WASHINGTON (May 23, 2022) – A new study by R Street Institute Government Affairs Manager Sarah Wall and Harm Reduction Policy Director Mazen Saleh examines the unintended negative consequences of prohibitionist e-cigarette policies that have been enacted throughout the northeastern United States.

Wall and Saleh review how e-cigarette policies that ban flavors, levy disproportionately high excise taxes and limit nicotine levels unintentionally prevent e-cigarettes from being used by adult smokers whose health and life would be greatly improved by switching to this lower-risk alternative to combustible cigarettes. They also stress the importance of implementing proven alternative strategies to reducing youth tobacco use that have been successful in places like the United Kingdom.

“In enacting prohibitionist legislative and regulatory models, policymakers in the Northeast are attempting to stem youth use of e-cigarettes at the cost of the health of 6 million adult smokers in the region,” said Wall. Saleh added, “These models have the unintended consequence of driving former combustible cigarette users back to combustibles, which presents far greater risks than using e-cigarettes.”

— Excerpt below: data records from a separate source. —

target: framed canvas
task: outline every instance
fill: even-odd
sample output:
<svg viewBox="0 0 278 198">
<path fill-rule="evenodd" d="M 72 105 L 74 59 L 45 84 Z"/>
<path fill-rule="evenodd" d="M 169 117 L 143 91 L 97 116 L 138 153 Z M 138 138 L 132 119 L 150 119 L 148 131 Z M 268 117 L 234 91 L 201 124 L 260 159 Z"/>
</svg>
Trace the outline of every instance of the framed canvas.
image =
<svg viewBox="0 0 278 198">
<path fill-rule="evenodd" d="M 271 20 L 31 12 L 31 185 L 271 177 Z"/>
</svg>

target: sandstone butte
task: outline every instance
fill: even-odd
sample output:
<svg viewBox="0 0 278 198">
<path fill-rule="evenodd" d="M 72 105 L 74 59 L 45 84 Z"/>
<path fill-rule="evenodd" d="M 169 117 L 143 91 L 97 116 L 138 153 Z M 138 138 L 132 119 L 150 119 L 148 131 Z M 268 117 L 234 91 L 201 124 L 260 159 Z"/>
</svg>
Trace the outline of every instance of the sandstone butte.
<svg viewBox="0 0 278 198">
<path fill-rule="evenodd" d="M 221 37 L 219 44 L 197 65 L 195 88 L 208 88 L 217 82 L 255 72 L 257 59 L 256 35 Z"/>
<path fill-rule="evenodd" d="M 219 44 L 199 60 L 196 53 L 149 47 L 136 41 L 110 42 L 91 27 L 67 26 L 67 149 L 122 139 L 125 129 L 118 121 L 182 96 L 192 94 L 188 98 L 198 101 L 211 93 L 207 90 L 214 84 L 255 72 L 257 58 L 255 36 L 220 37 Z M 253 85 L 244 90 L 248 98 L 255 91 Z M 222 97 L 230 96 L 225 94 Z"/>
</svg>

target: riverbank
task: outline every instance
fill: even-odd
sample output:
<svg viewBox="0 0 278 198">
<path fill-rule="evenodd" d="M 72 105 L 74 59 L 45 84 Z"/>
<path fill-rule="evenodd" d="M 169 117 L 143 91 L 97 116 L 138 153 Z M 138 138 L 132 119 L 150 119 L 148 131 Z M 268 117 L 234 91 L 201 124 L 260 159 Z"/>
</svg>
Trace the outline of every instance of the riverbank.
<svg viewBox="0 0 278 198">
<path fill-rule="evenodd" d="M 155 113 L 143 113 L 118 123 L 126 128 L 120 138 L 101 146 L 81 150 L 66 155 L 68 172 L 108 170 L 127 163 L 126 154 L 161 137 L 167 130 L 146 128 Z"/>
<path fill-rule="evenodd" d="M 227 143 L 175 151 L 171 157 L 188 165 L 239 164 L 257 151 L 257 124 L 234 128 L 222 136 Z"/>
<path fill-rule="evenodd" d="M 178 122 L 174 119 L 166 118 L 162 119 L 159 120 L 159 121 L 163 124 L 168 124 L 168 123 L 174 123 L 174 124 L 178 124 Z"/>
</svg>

Although trying to reduce youth e-cigarette use is an admirable goal, policies such as those mentioned above are often inconsistently applied and have a negative impact on adult cigarette smokers who would benefit from switching to e-cigarettes. E-cigarette users are more likely to quit combustible cigarettes—and stay off them—than those using traditional nicotine replacement therapy. Because e-cigarettes are highly restricted in the northeast, the roughly 6 million smokers in the region suffer the most.

Three key points:

  1. Concerns over youth use drive most e-cigarette policy decisions in northeastern states. However, these policies often negatively affect adult smokers who use them as an alternative to combustible cigarettes. Policymakers should instead focus on enforcing existing age restrictions and increasing youth-based education on nicotine use.
  2. Common e-cigarette restrictions, such as flavor bans, high excise taxes and limits on nicotine concentration unintentionally worsen public health outcomes by increasing the relative appeal of combustible cigarettes.
  3. A harm reduction approach that positions e-cigarettes as a smoking cessation tool has worked in the United Kingdom to bring down rates of smoking while keeping rates of youth vaping low. A similar model in the United States would work far better than our current prohibitionist approach.